How different are the ERA figures for DC ?

Just seems strange that for every other cable they provided data for cables buried but not in tables 4D3A & 4E3A. When speaking with a cable manufacturer even they thought this was strange.


No the cable hasn't failed but has been damaged due to other works going on and now needs to be replaced.


Well i can't say how different the figures are because there is no data for them in BS7671 but for a 300mm2 single-core 2 cables DC within a duct the ERA is saying the CCC is 734A this is at 90C.

Working on a project where we are replacing an existing cable serving a DC motor. The motor is 690V and has a current of 1440A. The client has advised that the existing cable is 2 x 2c 300mm2 armoured buried below ground for 130m. Now when looking at the tables in BS7671 the maximum load that a 300mm2 can take is 446A (90C) or 379A (70C) so with the parallel cables this would only provide a current-carrying capacity of 892A ( 758A @70c). We are now concerned that the existing cables installed cira 20 years ago are undersized for the full load current of the motor.

Seems odd that a cable had been run at close to twice(ish) its rating for 20 years and presumably isn't showing any signs of ever overheating - so I wonder if there's a bit more to this that meets the eye. How often is the motor used and how long does it run for? If it's only occasionally or only for short durations or isn't heavily loaded mechanically then it might be that the thermal equivalent current is a lot less than the rating plate. That's presuming the 1440A is correct - that sort of power would be good for hauling a decent sized train.


 

Just seems strange that for every other cable they provided data for cables buried but not in tables 4D3A & 4E3A.

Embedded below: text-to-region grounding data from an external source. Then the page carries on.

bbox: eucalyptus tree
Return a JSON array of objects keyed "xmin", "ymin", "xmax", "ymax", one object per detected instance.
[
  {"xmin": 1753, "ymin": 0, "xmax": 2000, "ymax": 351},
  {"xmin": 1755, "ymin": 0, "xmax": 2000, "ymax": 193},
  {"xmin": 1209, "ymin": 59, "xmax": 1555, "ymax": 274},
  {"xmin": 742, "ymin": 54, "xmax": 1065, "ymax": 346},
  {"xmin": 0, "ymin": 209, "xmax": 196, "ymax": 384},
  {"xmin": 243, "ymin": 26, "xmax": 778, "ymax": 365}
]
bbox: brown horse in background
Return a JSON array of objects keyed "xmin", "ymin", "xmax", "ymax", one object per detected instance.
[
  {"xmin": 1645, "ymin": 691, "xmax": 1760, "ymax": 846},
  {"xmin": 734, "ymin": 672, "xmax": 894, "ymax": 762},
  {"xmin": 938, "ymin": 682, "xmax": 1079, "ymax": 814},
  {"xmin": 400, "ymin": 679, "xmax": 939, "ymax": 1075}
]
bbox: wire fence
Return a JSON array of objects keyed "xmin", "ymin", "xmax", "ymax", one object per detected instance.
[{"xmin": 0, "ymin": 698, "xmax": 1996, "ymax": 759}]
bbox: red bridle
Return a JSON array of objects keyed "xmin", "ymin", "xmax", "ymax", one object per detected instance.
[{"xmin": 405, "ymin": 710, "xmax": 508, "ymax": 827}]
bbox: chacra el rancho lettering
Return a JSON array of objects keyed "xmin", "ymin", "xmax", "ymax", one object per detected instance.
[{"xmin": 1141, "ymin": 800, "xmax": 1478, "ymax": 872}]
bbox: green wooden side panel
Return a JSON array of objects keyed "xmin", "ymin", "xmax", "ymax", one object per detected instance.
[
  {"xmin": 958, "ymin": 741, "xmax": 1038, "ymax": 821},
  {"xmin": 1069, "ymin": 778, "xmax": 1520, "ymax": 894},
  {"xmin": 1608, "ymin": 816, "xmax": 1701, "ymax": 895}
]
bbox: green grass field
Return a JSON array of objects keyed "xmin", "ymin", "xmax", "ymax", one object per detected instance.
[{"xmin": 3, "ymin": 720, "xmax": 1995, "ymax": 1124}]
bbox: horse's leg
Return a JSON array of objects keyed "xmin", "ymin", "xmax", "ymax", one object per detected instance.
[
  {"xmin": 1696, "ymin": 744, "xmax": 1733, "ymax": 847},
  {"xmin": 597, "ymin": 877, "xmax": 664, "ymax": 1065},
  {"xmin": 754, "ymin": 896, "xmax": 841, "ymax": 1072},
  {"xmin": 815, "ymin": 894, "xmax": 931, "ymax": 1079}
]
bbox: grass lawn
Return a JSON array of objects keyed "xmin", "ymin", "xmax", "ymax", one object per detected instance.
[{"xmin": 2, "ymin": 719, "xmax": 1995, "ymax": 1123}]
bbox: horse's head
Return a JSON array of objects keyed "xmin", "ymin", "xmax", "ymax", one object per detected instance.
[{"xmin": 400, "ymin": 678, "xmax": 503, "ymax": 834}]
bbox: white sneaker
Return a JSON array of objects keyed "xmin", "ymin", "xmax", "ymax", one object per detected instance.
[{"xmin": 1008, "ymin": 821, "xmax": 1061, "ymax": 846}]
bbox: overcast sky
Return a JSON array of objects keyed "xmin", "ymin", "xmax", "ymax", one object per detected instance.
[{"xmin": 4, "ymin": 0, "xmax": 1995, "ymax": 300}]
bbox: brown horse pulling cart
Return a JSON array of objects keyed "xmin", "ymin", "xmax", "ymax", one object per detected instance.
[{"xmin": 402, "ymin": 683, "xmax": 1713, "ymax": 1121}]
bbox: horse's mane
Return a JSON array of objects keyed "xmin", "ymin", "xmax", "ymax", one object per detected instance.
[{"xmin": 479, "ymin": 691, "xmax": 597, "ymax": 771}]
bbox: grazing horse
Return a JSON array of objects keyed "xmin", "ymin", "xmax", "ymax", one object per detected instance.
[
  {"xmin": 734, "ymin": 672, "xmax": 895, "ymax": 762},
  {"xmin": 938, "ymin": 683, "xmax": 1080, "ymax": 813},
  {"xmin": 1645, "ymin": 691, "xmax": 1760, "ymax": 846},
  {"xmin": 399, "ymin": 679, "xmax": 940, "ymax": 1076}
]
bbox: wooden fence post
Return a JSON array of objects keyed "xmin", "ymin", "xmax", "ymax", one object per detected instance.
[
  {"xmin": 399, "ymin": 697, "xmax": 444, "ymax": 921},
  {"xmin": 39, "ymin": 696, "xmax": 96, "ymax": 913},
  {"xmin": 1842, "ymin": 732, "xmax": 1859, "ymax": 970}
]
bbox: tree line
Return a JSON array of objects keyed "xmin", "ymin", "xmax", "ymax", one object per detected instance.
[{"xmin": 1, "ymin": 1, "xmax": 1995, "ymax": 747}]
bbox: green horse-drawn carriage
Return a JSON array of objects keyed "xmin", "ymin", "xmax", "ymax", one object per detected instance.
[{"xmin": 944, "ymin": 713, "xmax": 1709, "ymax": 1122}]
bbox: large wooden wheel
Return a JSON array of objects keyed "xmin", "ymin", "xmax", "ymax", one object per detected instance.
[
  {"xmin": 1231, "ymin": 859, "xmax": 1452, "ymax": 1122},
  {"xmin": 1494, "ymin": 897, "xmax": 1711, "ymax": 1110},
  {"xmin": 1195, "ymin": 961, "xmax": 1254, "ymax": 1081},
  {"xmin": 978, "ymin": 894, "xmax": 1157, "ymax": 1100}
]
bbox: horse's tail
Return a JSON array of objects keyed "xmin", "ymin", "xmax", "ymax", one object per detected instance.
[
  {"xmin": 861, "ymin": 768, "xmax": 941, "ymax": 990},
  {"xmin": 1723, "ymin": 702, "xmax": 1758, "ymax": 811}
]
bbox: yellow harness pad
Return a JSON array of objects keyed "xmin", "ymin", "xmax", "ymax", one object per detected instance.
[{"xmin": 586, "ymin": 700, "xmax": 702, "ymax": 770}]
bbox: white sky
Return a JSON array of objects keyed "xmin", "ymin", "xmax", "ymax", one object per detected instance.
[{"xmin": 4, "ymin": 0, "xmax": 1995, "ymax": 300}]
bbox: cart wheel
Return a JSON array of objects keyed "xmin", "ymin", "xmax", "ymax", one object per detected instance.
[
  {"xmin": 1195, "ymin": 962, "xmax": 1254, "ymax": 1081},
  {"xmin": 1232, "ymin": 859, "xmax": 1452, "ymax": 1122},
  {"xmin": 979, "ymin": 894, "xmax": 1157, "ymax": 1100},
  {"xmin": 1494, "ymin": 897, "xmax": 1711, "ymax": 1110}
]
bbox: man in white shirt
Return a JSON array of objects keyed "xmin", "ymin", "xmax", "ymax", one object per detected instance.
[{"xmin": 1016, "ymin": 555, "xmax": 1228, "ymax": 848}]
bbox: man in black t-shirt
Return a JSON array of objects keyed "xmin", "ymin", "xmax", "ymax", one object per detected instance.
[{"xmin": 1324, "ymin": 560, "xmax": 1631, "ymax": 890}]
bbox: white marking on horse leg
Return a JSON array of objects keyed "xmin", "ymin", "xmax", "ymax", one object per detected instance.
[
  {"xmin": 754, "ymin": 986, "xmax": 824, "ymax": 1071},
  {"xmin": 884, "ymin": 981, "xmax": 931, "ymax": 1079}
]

There are quite a few combinations that the tables don't provide for - e.g. the one I stumbled over was no method B in table 4D5 (where you'd expect T&E to have a higher rating than allowed for in table 4D2A)


Looking at table 4A2 (which I suspect is of IEC origin rather than a BS 7671 original) - I get the impression that someone expects single core cables below ground to be in some kind of trough rather than being directly buried, but I might be wrong.


   - Andy.

This is one megawatt approx, and the train motor analogy is about right  -. 690VDC is close to  the sort of voltage used on the London Underground. (nominal 630V but newer units 750 volt ready for upgrades to come.) Along train has a number of motor units, each capable of a hundred kW or so during acceleration.

As has already been said the current cable might be sufficient IF the motor is only lightly loaded and drawing a lot less than the nameplate  rating.

Or if the motor sees only limited use with the cable not being loaded for long enough to reach the steady state temperature suggested by the nameplate.

Or might the existing cable be larger than believed ? Perhaps someone had last minute doubts about 300mm and installed 400mm, which would still be overloaded but not as badly. Older cables do not always have the conductor size marked on the outer sheath.


Unless you can be reasonably certain that the motor is significantly under loaded, or that use is only short term, and WILL REMAIN SO, then in my view any replacement cables should be fully loaded in accordance with published figures.


Remember that the existing cables MIGHT be about to fail. A common failure mode is softening of the insulation which then creeps away from the conductors, usually at bends. Not apparent from external inspection.


Consider also the energy lost in the cables and the cost thereof. Reducing the losses from say 6% to 4% would save about 20Kw or about £3 an hour. for a long hour load that would be in the region of £25,000 a year. A quarter of a million pounds wasted in ten years puts into perspective the cost of larger cables.


Presumably the 690 volt DC supply is obtained on site from a transformer and rectifier unit. Reducing cable losses will also reduce the load to be supplied by the transformer/rectifier and the losses therein.

Such losses might be about 3% of full load. So reducing the load by say 20Kw will reduce the losses in the transformer/rectifier by 3% of 20Kw. About 600 watts saved, or about 10 pence an hour, or about £800 a year for long hour operation.